Polymerase chain reaction (PCR) was used to amplify the GRIN1 fragment, including the 5′ flanking and untranslated regions. The nucleotide position of the target fragment amplified was from − 2334 to + 86 (with ATG + 1). Genomic DNA (1 μL, about 30 ng) was amplified under the following reaction contents: 1 μL (5 pmol) each of sense and antisense primers, 2 μL (3 nmol) of dNTP mix, 0.2 μL (about 0.5 U) of PrimeSTAR® HS DNA polymerase (Takara, Dalian, China) and 10 μL 2 × Prime STAR HS GC buffer. Sterilized deionized water was added to a volume of 20 μL. PCR cycling conditions were 94 °C for 1 min; 30 cycles at 98 °C for 10 s, at 60 °C for 5 s, and 72 °C for 2 min 30 s; and 72 °C for 10 min. PCR products were separated by 1% agarose gel electrophoresis.

DNA sequencing

DNA was sequenced using Sanger DNA sequencing (Taihe Biotechnology Co. Ltd. Beijing China). Primer information was shown in Table 1.

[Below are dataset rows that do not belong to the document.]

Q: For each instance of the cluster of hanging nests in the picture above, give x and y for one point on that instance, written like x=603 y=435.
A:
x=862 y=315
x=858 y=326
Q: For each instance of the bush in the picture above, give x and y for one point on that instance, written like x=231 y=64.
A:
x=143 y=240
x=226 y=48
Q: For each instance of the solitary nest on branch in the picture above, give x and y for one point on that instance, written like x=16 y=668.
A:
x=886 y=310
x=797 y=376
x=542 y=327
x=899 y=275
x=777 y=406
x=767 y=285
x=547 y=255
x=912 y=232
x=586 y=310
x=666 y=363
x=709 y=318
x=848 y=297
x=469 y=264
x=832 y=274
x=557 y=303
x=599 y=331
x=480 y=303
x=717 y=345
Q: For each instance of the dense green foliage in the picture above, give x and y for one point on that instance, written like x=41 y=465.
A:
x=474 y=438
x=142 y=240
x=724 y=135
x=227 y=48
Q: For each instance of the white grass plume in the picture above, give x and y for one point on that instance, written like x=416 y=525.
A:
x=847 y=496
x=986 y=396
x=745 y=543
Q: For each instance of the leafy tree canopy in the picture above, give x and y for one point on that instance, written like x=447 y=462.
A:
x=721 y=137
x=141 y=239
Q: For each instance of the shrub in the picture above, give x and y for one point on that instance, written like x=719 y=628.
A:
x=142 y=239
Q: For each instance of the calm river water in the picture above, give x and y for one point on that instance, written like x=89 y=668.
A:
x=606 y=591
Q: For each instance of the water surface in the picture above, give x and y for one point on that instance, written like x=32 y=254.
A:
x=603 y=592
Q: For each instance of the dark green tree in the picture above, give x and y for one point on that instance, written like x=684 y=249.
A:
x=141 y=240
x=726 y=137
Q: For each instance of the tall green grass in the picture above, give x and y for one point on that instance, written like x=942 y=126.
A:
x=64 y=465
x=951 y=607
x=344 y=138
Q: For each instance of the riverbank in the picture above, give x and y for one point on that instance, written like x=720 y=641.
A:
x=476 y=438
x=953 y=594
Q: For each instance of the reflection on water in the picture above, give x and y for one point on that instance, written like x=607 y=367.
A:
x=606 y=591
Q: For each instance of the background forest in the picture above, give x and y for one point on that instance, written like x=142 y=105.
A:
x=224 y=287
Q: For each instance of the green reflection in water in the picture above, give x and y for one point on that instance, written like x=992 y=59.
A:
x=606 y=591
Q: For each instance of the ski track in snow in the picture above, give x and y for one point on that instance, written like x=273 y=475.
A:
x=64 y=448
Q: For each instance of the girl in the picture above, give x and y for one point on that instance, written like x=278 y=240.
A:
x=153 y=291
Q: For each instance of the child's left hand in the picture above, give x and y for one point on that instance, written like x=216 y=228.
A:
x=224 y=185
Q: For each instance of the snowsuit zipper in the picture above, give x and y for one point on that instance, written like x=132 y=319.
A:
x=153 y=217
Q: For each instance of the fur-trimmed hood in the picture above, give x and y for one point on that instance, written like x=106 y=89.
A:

Table 1 Primers used for GRIN1 gene sequencing

Construction of pGL-3 recombinant vector

The target fragment located at − 2143 - + 222 (with ATG + 1) was amplified using a PrimerSTAR® kit (Takara, Dalian, China). The sense primer was 5’ GGCTAGCCTGAACATTTAGCGATCA 3′ and the antisense primer was 5’ CAGATCTGGCATTGAGCTGAATCTTC 3′. The primers contained NheI or BglII restriction endonuclease sites at the 5′ end. By using the pGM-T Ligation® Kit (TIANGEN, Beijing, China), PCR products purified from agarose gel were cloned into pGM-T vectors, and the recombinant vectors were subsequently transformed into JM109 competent cells. The pGM-T recombinant plasmids extracted by SanPrep® Column Enodotoxin-Free Plasmid Mini-Preps Kit (Sangon Biotech, Shanghai, China) were subjected to Sanger DNA sequencing to ensure correct insertion of the target fragment.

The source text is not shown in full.